From Magic to AST: Zero-Cost Event Taps

From Magic to AST: Zero-Cost Event Taps

The breakthrough: Event taps are no longer magical runtime injection. They’re regular AST nodes that the optimizer can see, inline, and eliminate. This transforms taps from a debugging curiosity into a foundational tool for progressive optimization.


The Problem: Magic Code Generation

Originally, event taps were implemented as code emission - when the compiler generated Zig code, it would inject tap invocations directly into the output. This worked, but it had serious limitations:

1. The Optimizer Was Blind

// What the emitter generated:
pub fn add_five(input: AddFiveInput) AddFiveOutput {
    const result = input.x + 5;

    // TAP INJECTED HERE (invisible to optimizer!)
    log_arithmetic(.{ .operation = "add", .value = result });

    return .{ .done = .{ .result = result } };
}

The Zig optimizer never saw this as part of the AST. It couldn’t:

  • Inline the tap call
  • Constant-fold the arguments
  • Eliminate dead taps
  • Reason about side effects

Worse: Opaque Code Blocks Optimization

This wasn’t just “taps can’t be optimized.” Opaque code prevents the optimizer from optimizing anything around it.

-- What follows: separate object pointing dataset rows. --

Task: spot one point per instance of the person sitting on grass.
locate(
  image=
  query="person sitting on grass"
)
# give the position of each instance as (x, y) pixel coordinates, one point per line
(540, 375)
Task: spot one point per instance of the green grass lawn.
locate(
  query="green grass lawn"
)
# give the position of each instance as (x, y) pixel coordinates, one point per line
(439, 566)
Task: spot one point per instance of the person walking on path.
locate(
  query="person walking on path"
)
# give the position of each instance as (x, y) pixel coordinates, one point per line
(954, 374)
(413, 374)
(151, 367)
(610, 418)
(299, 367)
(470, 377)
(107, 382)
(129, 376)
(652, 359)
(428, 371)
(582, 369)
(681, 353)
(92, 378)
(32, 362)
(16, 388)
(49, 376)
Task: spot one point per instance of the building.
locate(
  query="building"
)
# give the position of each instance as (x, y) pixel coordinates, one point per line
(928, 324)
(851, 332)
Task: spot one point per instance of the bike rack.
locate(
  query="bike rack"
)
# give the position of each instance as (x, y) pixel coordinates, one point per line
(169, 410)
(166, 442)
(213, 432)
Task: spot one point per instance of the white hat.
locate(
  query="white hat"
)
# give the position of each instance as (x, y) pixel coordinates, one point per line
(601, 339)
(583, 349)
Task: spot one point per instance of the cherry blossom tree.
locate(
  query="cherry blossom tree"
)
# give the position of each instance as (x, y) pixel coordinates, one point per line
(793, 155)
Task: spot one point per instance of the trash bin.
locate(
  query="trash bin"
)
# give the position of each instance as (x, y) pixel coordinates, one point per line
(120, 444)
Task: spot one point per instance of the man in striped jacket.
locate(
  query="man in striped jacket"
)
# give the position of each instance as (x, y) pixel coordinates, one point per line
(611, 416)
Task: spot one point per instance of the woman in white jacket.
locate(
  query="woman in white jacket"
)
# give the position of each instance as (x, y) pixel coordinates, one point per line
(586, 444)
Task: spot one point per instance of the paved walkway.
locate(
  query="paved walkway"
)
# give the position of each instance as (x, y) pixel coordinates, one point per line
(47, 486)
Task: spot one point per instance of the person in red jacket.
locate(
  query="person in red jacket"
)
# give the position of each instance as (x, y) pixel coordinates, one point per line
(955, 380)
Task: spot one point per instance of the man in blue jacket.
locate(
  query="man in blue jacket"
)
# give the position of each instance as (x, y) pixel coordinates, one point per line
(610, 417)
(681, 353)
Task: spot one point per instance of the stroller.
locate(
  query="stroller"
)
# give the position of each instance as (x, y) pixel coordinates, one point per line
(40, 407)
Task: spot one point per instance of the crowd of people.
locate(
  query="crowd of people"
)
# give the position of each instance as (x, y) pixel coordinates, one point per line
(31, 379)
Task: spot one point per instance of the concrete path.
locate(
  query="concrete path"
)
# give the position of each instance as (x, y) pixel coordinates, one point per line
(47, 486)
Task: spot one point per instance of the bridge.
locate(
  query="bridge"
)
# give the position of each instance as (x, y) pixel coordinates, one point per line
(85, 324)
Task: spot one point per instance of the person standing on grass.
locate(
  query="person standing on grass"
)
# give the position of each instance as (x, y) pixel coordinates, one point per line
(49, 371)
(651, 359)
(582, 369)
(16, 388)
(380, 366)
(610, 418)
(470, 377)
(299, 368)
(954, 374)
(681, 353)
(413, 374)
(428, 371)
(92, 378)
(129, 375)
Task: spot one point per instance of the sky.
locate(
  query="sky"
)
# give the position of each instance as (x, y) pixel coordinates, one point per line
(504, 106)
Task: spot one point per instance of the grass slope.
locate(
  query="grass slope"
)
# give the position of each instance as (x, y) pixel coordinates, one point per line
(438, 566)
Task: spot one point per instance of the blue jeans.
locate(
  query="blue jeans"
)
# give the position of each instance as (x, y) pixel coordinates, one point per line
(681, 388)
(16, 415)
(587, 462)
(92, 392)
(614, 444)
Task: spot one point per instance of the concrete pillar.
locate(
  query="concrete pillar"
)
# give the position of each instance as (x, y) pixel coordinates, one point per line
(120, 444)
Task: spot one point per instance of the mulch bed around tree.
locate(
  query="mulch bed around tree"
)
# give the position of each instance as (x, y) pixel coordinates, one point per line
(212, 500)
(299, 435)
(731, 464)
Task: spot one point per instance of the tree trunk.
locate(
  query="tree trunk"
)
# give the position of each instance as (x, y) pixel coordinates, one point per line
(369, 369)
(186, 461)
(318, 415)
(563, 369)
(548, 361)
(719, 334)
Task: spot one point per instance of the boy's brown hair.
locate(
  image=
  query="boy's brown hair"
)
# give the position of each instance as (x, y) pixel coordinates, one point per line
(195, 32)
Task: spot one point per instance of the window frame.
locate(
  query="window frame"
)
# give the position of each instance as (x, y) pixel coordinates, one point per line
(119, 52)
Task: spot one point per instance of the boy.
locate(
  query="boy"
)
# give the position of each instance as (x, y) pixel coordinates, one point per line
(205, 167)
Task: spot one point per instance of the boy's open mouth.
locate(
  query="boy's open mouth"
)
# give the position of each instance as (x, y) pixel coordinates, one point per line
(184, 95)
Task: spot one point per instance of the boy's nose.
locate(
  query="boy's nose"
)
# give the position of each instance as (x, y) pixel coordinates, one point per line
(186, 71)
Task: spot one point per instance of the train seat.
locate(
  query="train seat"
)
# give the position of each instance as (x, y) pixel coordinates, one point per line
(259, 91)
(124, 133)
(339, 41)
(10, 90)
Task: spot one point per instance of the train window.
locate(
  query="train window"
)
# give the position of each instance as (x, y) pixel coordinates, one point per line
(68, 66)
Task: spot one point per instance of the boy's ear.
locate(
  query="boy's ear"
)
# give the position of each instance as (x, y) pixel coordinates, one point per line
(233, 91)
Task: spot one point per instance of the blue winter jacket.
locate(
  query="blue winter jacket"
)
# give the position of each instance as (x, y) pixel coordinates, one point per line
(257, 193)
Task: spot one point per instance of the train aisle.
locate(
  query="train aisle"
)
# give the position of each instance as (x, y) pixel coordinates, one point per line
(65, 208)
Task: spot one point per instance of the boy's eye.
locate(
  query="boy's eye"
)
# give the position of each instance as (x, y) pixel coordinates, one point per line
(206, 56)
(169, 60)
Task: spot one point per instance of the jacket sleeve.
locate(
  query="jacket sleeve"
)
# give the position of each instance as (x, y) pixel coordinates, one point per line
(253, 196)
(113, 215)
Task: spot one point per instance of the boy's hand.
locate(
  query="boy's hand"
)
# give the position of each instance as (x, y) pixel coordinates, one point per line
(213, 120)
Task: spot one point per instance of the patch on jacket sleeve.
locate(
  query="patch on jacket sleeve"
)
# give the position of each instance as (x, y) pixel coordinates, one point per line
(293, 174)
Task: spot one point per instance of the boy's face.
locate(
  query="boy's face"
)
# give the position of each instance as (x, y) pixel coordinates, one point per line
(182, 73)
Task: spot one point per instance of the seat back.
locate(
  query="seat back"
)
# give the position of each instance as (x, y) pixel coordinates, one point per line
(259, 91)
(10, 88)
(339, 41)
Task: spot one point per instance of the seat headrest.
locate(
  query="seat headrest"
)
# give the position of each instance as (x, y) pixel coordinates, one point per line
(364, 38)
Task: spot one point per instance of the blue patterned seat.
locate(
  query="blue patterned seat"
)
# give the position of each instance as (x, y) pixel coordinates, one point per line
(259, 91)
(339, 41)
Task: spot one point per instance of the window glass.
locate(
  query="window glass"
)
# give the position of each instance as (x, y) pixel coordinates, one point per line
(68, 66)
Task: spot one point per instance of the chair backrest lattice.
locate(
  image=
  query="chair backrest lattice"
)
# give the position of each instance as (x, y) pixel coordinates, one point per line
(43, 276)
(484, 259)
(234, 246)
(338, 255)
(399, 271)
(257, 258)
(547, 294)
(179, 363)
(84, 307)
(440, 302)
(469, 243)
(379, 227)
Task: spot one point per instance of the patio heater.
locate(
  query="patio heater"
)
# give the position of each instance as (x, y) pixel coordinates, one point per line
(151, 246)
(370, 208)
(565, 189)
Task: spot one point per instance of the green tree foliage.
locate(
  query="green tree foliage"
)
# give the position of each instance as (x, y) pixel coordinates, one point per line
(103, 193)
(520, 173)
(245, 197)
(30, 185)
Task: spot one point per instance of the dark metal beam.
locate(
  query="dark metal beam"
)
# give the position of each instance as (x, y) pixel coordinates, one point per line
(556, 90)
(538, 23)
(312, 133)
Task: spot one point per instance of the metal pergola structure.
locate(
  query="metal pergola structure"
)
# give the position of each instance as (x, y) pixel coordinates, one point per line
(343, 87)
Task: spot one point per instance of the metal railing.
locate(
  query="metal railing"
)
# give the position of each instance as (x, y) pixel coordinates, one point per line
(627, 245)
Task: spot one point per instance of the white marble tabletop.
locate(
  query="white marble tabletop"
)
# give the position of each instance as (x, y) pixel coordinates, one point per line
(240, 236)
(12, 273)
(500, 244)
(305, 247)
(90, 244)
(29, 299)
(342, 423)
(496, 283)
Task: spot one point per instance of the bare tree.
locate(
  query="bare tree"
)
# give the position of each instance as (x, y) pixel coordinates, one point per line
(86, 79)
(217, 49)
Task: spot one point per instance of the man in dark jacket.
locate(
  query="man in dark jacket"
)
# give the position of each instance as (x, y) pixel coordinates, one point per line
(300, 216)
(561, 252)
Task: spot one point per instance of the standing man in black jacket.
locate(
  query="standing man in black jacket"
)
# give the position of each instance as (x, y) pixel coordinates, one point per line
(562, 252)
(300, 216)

When the optimizer encounters a function call, it has to ask: “What does this do? Does it modify global state? Does it have side effects? Is it pure?”

With emission-time taps, the optimizer saw:

pub fn compute() i32 {
    const x = expensive_calculation();

    // OPAQUE CALL - optimizer knows NOTHING about this!
    unknown_tap_function(x);

    const y = expensive_calculation();  // Could this be CSE'd with x?
    return x + y;
}

The optimizer has to assume the worst:

  • “Maybe unknown_tap_function() modified global state?”
  • “Maybe it invalidated the result of expensive_calculation()?”
  • “I can’t eliminate redundant calculations because I don’t know if that tap changed things!”

So it couldn’t:

  • Common Subexpression Elimination (CSE): Can’t reuse x for y because tap might have side effects
  • Loop-Invariant Code Motion: Can’t hoist calculations out of loops if taps are inside
  • Function Inlining: Harder to inline functions that contain opaque taps
  • Dead Store Elimination: Can’t eliminate unused variables if taps might read them

Real example where taps broke optimization:

~event fibonacci { n: i32 } | done { result: i32 }

~proc fibonacci {
    if (n <= 1) return .{ .done = .{ .result = n } };
    const a = fibonacci(n: n - 1);  // Recursive call
    const b = fibonacci(n: n - 2);  // Another recursive call
    return .{ .done = .{ .result = a.done.result + b.done.result } };
}

// Tap: Profile fibonacci calls
~fibonacci -> *
| done d |> profile(n: d.result)

With emission-time taps, the optimizer couldn’t memoize the fibonacci results because:

  1. Each call had an opaque profile() tap injection
  2. Optimizer didn’t know if profile() was pure
  3. Had to assume it might modify state or have side effects
  4. Couldn’t eliminate redundant calculations

Result: Fibonacci stayed O(2^n) even when it should have been memoizable!

2. Hard to Reason About

When you read Koru source code, you saw:

~proc add_five {
    const result = x + 5;
    return .{ .done = .{ .result = result } };
}

But when you ran it, there was invisible code executing. The gap between source and execution was hidden in the emitter’s magic.

3. Not Composable

Other compiler passes couldn’t work with taps because they didn’t exist in the AST. Want to analyze tap invocations? Transform them? Optimize based on them? You couldn’t - they were emission-time phantoms.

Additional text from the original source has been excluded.